Some criticize YPO as "too social" or "too trendy." ("Ten years ago," says Jerry Goldress, an ex-YPOer who specializes in turnarounds, "all the talk was of mergers and acquisitions and estate planning. If your expertise happened to be turning around failing companies, they looked at you like you carried the bubonic plague.") But YPO has its defenders, too, Tom Peters among them. "It's probably the strongest network I've ever seen, and that shocks me," says Peters, who admits a bias toward more informal networks. "These guys are fundamentally no-bullshit, aggressive types who like to work hard and play hard. Seminars are not their style, yet they seem devoted to [group functions] and rarely miss a monthly meeting."

Charles "Red" Scott, CEO of Intermark Inc. in La Jolla, Calif., offers a perspective on YPO that is slightly contrary to Peters's. A past president of the Southern California YPO chapter, Scott praises the group highly (he still speaks at YPO functions) but thinks it lacks the "pull-down-the-blackboard, blood-and-guts approach" that worked for Lesin and Cipherlink. For a dozen years, Scott has been part of a 13-person CEO roundtable sponsored by The Executive Committee (TEC), another group to which SoCalTEN acknowledges an organizational debt. Founded by a Milwaukee businessman in 1957, TEC puts the same premium on group dynamics that SoCalTEN does, but with more of a mixed membership to draw from.

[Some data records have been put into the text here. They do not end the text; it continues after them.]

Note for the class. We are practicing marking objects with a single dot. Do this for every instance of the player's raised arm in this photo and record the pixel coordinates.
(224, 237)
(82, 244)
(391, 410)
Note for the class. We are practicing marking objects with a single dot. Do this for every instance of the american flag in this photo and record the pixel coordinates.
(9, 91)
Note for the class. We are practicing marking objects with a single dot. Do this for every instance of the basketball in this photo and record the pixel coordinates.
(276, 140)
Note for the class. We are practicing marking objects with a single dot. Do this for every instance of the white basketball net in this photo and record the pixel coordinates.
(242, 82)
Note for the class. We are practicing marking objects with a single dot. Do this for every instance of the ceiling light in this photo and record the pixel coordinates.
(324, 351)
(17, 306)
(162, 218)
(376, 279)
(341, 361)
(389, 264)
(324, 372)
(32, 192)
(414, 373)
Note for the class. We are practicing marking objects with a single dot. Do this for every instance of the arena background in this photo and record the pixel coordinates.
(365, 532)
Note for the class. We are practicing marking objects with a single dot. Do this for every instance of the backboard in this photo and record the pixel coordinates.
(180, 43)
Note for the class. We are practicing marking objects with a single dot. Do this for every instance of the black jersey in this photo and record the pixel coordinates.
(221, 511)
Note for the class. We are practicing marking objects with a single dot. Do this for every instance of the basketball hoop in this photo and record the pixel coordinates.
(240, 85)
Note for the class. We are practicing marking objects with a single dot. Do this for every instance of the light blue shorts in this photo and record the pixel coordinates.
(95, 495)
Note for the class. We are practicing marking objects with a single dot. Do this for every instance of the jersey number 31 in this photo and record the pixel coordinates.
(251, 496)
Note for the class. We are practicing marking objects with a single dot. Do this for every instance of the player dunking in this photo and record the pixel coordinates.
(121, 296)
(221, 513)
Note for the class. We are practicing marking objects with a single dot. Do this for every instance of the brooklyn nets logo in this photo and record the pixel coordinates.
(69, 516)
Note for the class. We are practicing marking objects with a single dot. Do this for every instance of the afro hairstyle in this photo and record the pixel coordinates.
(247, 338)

Intermark, for instance, was a public holding company (among its eight current partner firms are Pier 1 Imports, Munson Sporting Goods, and U.S. Press) doing about $30 million a year when Scott joined TEC in 1973. On his roundtable panel were CEOs from the housing, construction, and pharmacy industries.

"I thought I'd made a terrible mistake that first year," says Scott, rather wistfully. "I really thought about quitting.They weren't giving a lot to me, and I wasn't giving a lot to them. But I finally decided to stick with it."

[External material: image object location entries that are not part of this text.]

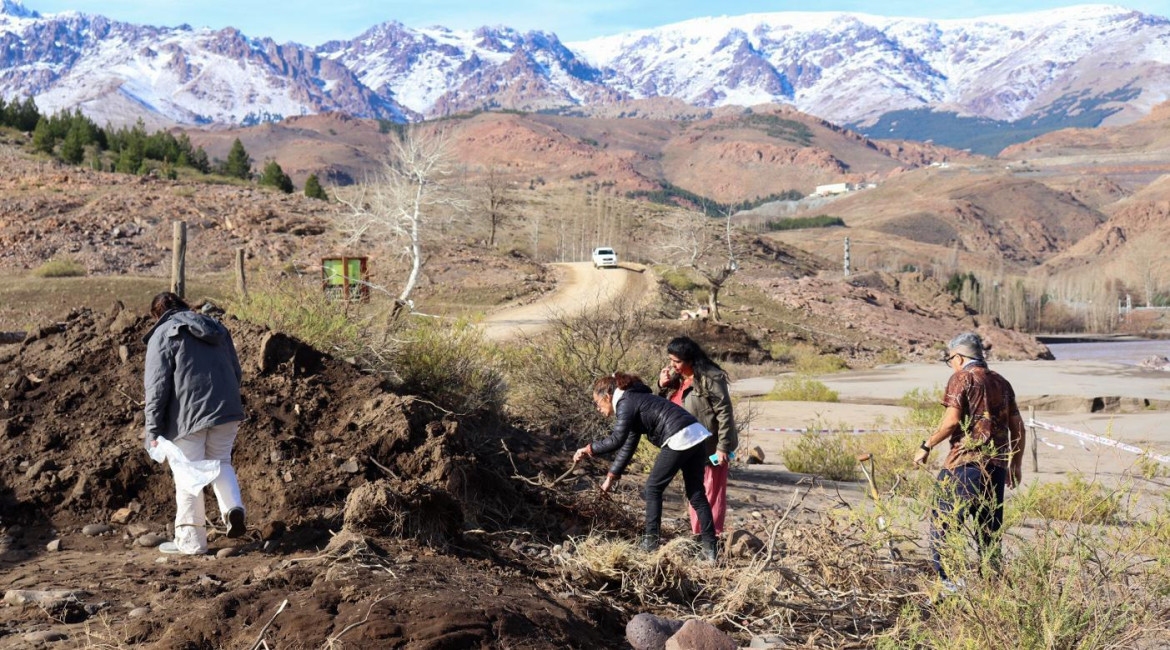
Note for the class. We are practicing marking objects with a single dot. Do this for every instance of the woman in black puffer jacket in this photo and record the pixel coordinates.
(638, 412)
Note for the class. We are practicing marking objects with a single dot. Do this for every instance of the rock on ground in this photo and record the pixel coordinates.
(742, 544)
(647, 631)
(700, 635)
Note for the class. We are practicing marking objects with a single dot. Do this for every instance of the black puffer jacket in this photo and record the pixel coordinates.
(641, 413)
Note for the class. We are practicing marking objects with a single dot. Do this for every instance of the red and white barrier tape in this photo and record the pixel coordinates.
(1098, 440)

He is happy he did. Intermark soon took a multimillion-dollar turn for the worse and started posting disconcerting losses. Employees had to be laid off, expenses were slashed; still, no one step stopped the bleeding. Finally, at the urging of his TEC group, Scott sold off one of his weakest subsidiaries, a bus company, and plowed the capital into a more profitable venture. Intermark bottomed out, took off, and this year will climb all the way to $550 million in revenues.

"I try almost all my ideas out on my TEC board before I take them to my big board," Scott says almost matter-of-factly now, "because they can pick them apart without fear of recrimination. The more mature we become, the more candid -- the more brutal -- we get."